Po trzech z rzędu spadkowych sesjach w Warszawie, inwestorzy liczyli, że czwartkowe notowania wleją nieco więcej optymizmu w ich serca. Początkowo faktycznie można było mieć nadzieję, że spadkowa seria będzie przerwana. Ostatecznie jednak została ona wydłużona.

WIG20 notowania rozpoczął bowiem od wzrostu. Nie był może on zbyt okazały bo wynosił 0,3 proc. ale przecież jak się nie ma co się lubi, to się lubi co się ma. Mógł to być także dobry punkt wyjściowy do dalszych wzrostów. Scenariusze zakładające jednak systematyczną wspinaczkę i zdobywanie przez WIG20 kolejnych poziomów jednak się nie sprawdził. Indeks największych spółek naszego parkietu przez kilka godzin trwał praktycznie w martwym punkcie, a na rynku mieliśmy do czynienia z klasycznym przeciąganiem liny pomiędzy popytem, a podażą.

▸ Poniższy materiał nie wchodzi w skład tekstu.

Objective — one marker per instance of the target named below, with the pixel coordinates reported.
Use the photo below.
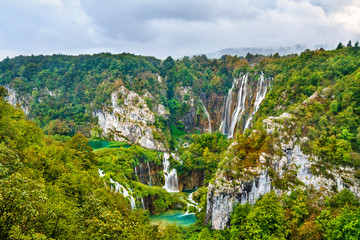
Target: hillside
(270, 143)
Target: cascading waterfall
(261, 90)
(150, 183)
(171, 180)
(142, 203)
(207, 115)
(229, 122)
(224, 126)
(121, 189)
(191, 203)
(240, 105)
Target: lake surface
(107, 144)
(174, 216)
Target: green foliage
(51, 190)
(345, 226)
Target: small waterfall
(101, 173)
(191, 203)
(224, 126)
(142, 203)
(121, 189)
(150, 183)
(207, 115)
(171, 180)
(229, 122)
(261, 90)
(240, 106)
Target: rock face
(129, 119)
(13, 99)
(224, 193)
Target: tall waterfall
(229, 122)
(261, 90)
(171, 180)
(121, 189)
(240, 105)
(224, 127)
(207, 115)
(150, 183)
(191, 203)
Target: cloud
(172, 27)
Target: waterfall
(207, 115)
(191, 203)
(101, 173)
(142, 203)
(171, 180)
(149, 173)
(229, 121)
(121, 189)
(240, 105)
(224, 126)
(261, 90)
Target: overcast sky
(175, 28)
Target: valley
(110, 146)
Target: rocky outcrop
(193, 180)
(129, 119)
(224, 193)
(13, 99)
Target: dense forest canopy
(49, 175)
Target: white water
(191, 203)
(150, 183)
(229, 122)
(224, 126)
(207, 115)
(261, 90)
(240, 105)
(121, 189)
(171, 180)
(142, 203)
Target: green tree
(266, 220)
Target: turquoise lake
(174, 216)
(107, 144)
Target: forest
(50, 186)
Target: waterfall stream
(171, 180)
(240, 105)
(224, 127)
(150, 183)
(261, 90)
(228, 124)
(191, 203)
(121, 189)
(207, 115)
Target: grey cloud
(167, 27)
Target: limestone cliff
(223, 193)
(129, 119)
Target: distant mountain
(262, 51)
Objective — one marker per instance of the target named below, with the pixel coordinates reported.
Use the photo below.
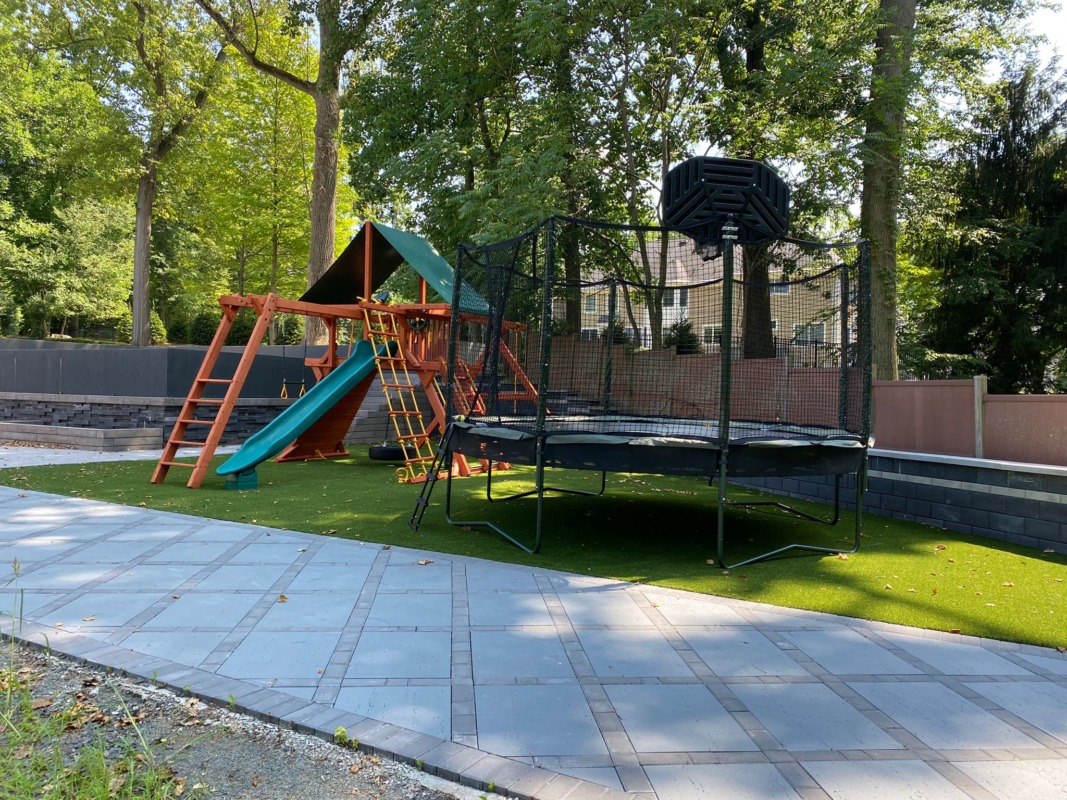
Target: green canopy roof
(343, 283)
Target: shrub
(203, 326)
(289, 329)
(682, 337)
(177, 332)
(617, 332)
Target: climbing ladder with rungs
(466, 397)
(192, 418)
(383, 330)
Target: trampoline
(651, 350)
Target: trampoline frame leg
(723, 501)
(539, 490)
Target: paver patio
(545, 684)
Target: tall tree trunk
(146, 188)
(879, 200)
(323, 214)
(274, 246)
(758, 339)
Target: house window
(809, 333)
(713, 334)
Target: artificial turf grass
(650, 529)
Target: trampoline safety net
(641, 331)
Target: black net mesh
(606, 330)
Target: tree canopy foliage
(473, 121)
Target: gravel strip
(219, 753)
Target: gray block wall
(1022, 504)
(115, 413)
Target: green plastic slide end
(241, 481)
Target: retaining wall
(1022, 504)
(125, 413)
(84, 438)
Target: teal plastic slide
(287, 426)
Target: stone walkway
(543, 684)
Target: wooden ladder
(222, 408)
(383, 330)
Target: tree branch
(159, 85)
(250, 53)
(170, 139)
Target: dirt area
(213, 752)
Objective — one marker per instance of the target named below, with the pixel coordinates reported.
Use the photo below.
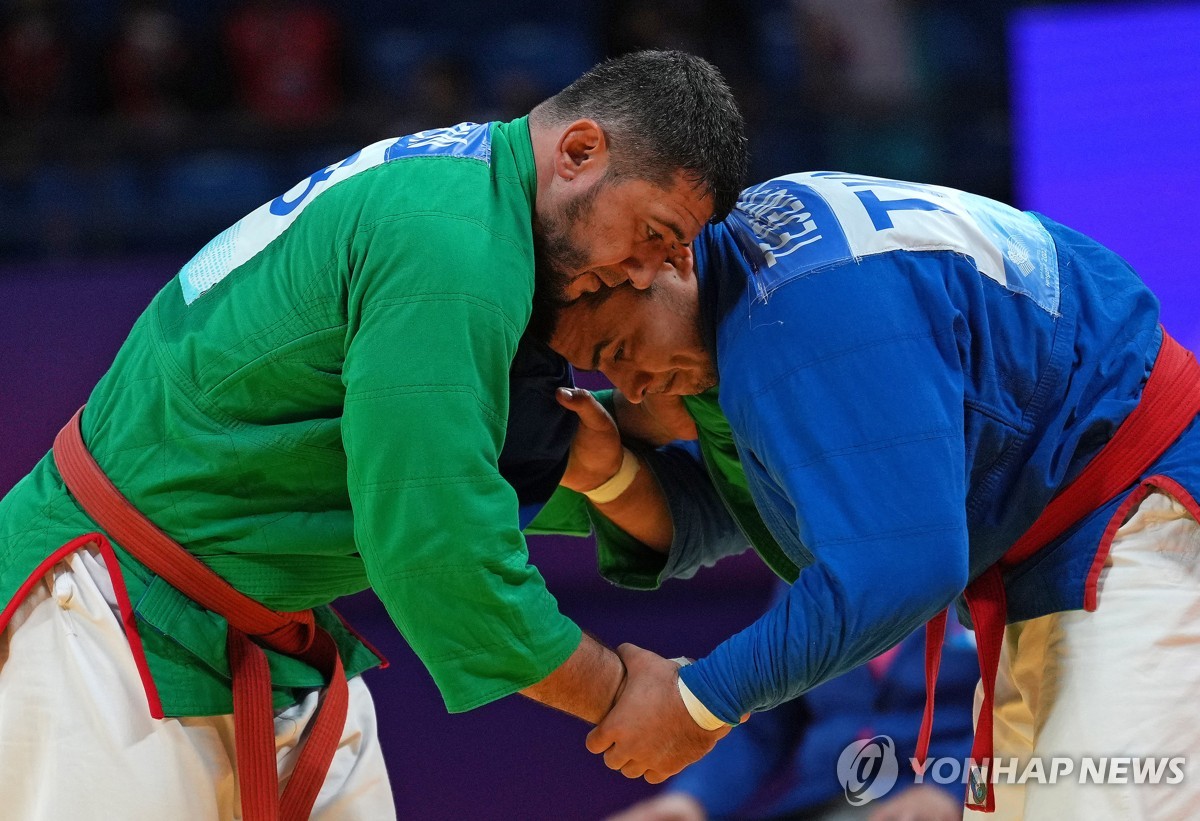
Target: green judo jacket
(623, 559)
(315, 406)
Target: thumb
(589, 411)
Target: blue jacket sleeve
(850, 403)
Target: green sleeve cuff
(621, 558)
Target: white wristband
(619, 481)
(696, 708)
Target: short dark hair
(663, 113)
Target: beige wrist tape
(696, 708)
(619, 481)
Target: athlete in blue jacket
(911, 375)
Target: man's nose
(633, 384)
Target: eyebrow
(676, 231)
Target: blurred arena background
(131, 132)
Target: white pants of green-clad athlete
(1120, 684)
(78, 742)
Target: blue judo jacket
(910, 375)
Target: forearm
(641, 511)
(585, 685)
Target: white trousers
(1120, 682)
(77, 739)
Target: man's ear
(684, 262)
(582, 148)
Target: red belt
(293, 634)
(1169, 403)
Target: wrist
(701, 714)
(618, 483)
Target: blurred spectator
(148, 66)
(36, 58)
(287, 61)
(861, 81)
(781, 765)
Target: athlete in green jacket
(317, 402)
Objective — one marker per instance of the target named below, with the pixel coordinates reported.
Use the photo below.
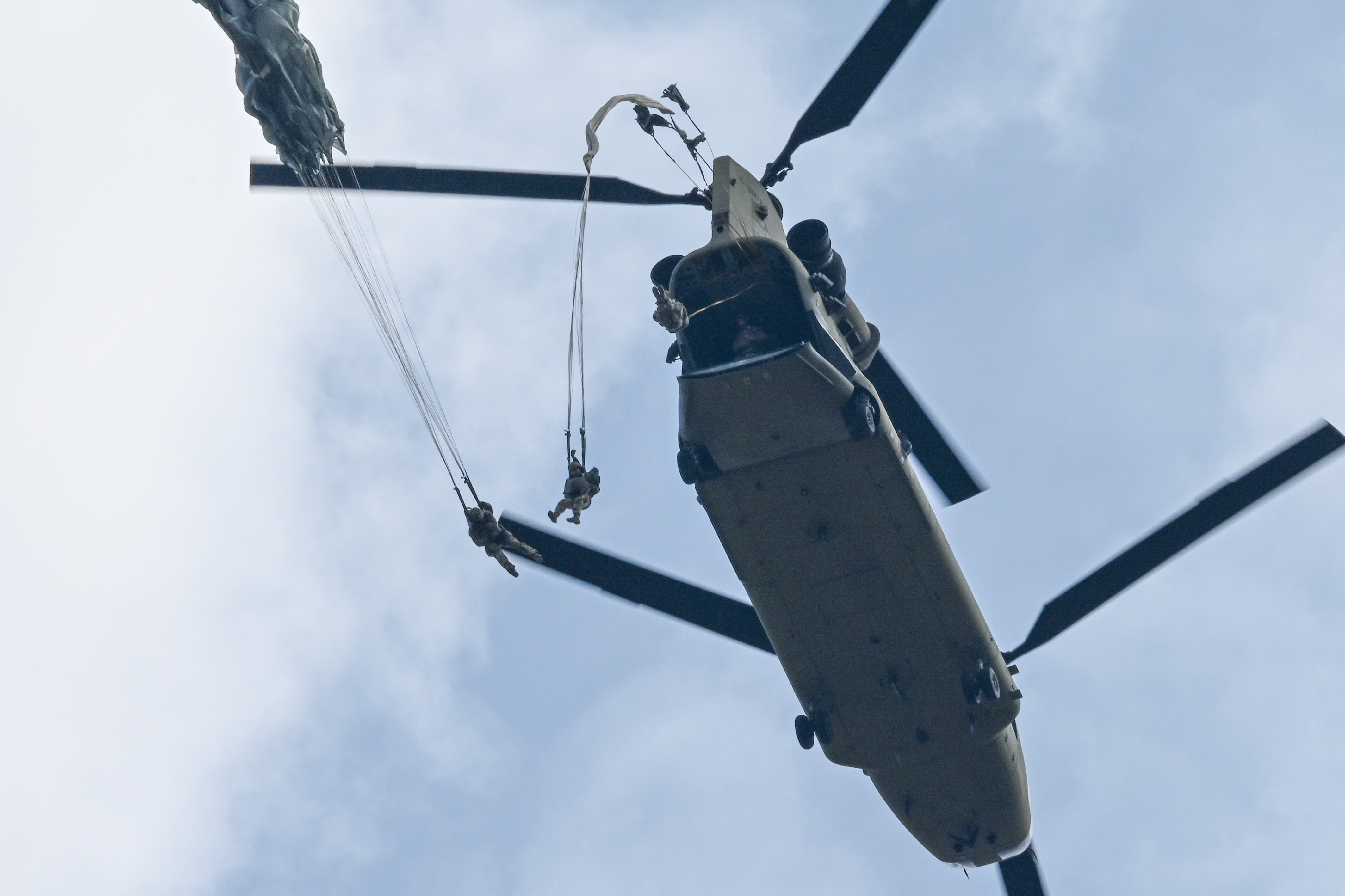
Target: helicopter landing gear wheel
(861, 416)
(695, 463)
(803, 731)
(686, 467)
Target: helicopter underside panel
(880, 635)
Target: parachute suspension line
(575, 362)
(679, 164)
(362, 253)
(576, 353)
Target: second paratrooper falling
(580, 488)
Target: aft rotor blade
(856, 80)
(707, 609)
(1021, 876)
(1169, 541)
(930, 446)
(473, 182)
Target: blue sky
(245, 647)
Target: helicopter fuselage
(814, 498)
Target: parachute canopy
(282, 80)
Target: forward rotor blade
(1021, 876)
(1169, 541)
(471, 182)
(856, 80)
(707, 609)
(934, 452)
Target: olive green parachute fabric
(282, 81)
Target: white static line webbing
(576, 350)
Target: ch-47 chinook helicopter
(799, 448)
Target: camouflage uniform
(580, 489)
(486, 532)
(669, 314)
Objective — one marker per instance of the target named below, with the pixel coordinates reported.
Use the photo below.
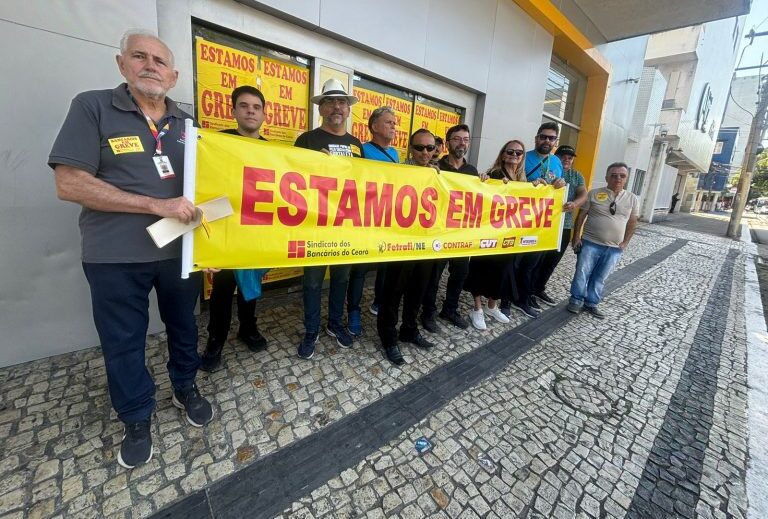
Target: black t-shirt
(233, 131)
(343, 145)
(466, 168)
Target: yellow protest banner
(295, 207)
(220, 70)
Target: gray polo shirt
(601, 226)
(106, 135)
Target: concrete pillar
(651, 191)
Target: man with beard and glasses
(406, 280)
(611, 216)
(248, 110)
(331, 137)
(120, 155)
(458, 140)
(541, 167)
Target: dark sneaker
(574, 308)
(455, 319)
(394, 355)
(527, 310)
(255, 340)
(594, 311)
(137, 445)
(198, 409)
(343, 339)
(354, 324)
(419, 341)
(544, 298)
(428, 322)
(210, 360)
(307, 346)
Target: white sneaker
(497, 314)
(478, 320)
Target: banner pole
(190, 171)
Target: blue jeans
(120, 300)
(594, 264)
(313, 286)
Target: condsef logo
(297, 249)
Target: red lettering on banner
(406, 193)
(524, 211)
(378, 208)
(323, 186)
(252, 196)
(349, 206)
(542, 211)
(496, 216)
(294, 198)
(473, 210)
(453, 207)
(428, 219)
(510, 216)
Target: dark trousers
(549, 261)
(526, 271)
(407, 281)
(220, 307)
(313, 286)
(357, 275)
(458, 268)
(120, 300)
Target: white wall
(456, 51)
(626, 58)
(51, 51)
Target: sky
(757, 19)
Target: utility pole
(745, 178)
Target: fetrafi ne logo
(297, 249)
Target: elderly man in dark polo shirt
(120, 155)
(458, 140)
(611, 216)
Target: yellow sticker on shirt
(130, 144)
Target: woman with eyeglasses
(492, 276)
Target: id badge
(163, 166)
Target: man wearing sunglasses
(458, 141)
(611, 216)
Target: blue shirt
(550, 163)
(374, 153)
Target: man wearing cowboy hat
(331, 137)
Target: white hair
(145, 33)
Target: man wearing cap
(611, 216)
(458, 141)
(120, 155)
(248, 110)
(331, 137)
(577, 194)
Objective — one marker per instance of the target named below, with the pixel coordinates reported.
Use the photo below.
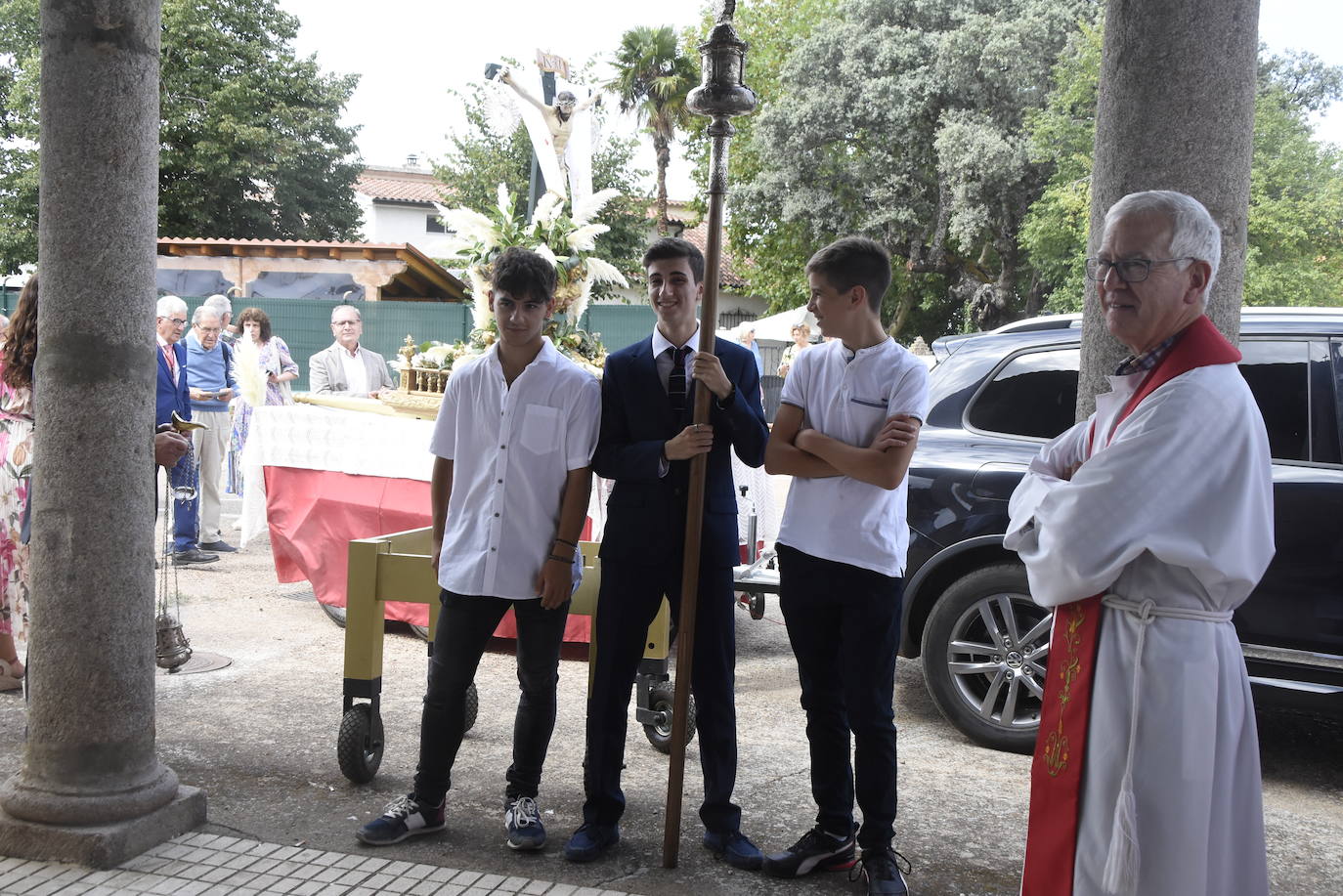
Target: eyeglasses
(1131, 271)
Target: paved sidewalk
(207, 866)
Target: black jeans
(463, 631)
(844, 623)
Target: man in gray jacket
(347, 368)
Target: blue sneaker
(403, 817)
(589, 841)
(523, 821)
(735, 849)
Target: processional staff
(720, 97)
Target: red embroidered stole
(1056, 771)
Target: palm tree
(653, 79)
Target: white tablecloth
(309, 437)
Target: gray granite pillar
(1175, 111)
(92, 789)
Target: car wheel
(984, 653)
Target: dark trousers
(463, 631)
(186, 515)
(844, 623)
(628, 599)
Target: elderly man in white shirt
(347, 367)
(1143, 528)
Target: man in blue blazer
(645, 445)
(173, 395)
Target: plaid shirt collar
(1148, 359)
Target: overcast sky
(410, 51)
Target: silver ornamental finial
(724, 58)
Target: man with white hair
(210, 376)
(1143, 528)
(226, 314)
(347, 367)
(173, 395)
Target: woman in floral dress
(263, 369)
(17, 358)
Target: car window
(1278, 372)
(1034, 394)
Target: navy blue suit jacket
(171, 398)
(646, 513)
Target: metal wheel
(334, 614)
(663, 703)
(359, 746)
(984, 655)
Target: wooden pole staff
(720, 97)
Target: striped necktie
(675, 379)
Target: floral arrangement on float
(566, 239)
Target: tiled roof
(401, 186)
(727, 269)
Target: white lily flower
(588, 208)
(603, 272)
(579, 305)
(548, 207)
(544, 251)
(584, 239)
(470, 226)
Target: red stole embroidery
(1056, 771)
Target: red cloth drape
(313, 515)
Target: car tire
(984, 653)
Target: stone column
(92, 789)
(1175, 111)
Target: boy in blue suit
(172, 394)
(646, 443)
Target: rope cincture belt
(1121, 863)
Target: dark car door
(1299, 603)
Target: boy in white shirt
(845, 432)
(513, 445)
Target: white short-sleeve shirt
(847, 397)
(512, 448)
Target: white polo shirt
(512, 448)
(849, 397)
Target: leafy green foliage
(653, 79)
(903, 120)
(251, 142)
(1295, 253)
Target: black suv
(994, 400)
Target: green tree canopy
(903, 120)
(251, 142)
(653, 79)
(482, 157)
(1295, 253)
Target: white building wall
(403, 225)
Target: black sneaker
(815, 850)
(523, 821)
(884, 872)
(403, 817)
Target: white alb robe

Bez echa przyszły więc publikowane w czwartek dane makroekonomiczne. GUS podał m.in., że w III kwartale wzrost PKB wyniósł 3,9 proc. co jest sygnałem, że tempo wzrostu gospodarczego słabnie. Tego jednak generalnie się spodziewano. Ekonomiście oczekiwali bowiem odczytu na poziomie 4 proc. Pozytywnie natomiast zaskoczył odczyt PKB w Niemczech, gdzie udało uniknąć się technicznej recesji. Na inwestorach giełdowych nie zrobiło to jednak wrażenia. Inna sprawa, że i inne rynki poruszały się raczej w trendzie boczny więc i o impuls do działania było trudno.

W drugiej połowie dnia uwaga inwestorów skupiona była na tym, co wydarzy się za oceanem. Tam w pierwszych minutach handlu mieliśmy do czynienia ze spadkami, które okazały się wystarczającym argumentem do sprzedaży akcji również i na warszawskiej giełdzie. Na dwie godziny przed końcem sesji WIG20 zjechał pod kreskę i pozostał tam już do końca dnia. Ostatecznie stracił na wartości ponad 0,4 proc. Nie brakowało jednak okazałych zwyżek. Liderem wzrostów w grupie największych firm był Alior Bank, którego akcje zyskały na wartości ponad 4 proc. Generalnie była to sesja odbicia walorów, które w ostatnich miesiącach były mocno przeceniane. Papiery JSW zyskały na wartości ponad 3 proc., a akcje CCC urosły 2,3 proc. Na plusie dzień zakończyły również akcje PZU, które zyskały 0,6 proc. Firma ta opublikowała wyniki za III kwartał, które okazały się być lepsze od oczekiwań

O ile WIG20 zakończył sesję ponad 0,4 proc. pod kreską, tak lepiej w czwartek radziły sobie średnie i małe firmy. Wskaźnik mWIG40 stracił niecałe 0,3 proc. jednak już sWIG80 zyskał ponad 0,1 proc. Dla porządku dodajmy jeszcze, że obroty na całym rynku wyniosły 821 mln zł. Być może nie jest to oszałamiające osiągnięcie, ale też nie jest to wynik, którego trzeba byłoby się wstydzić.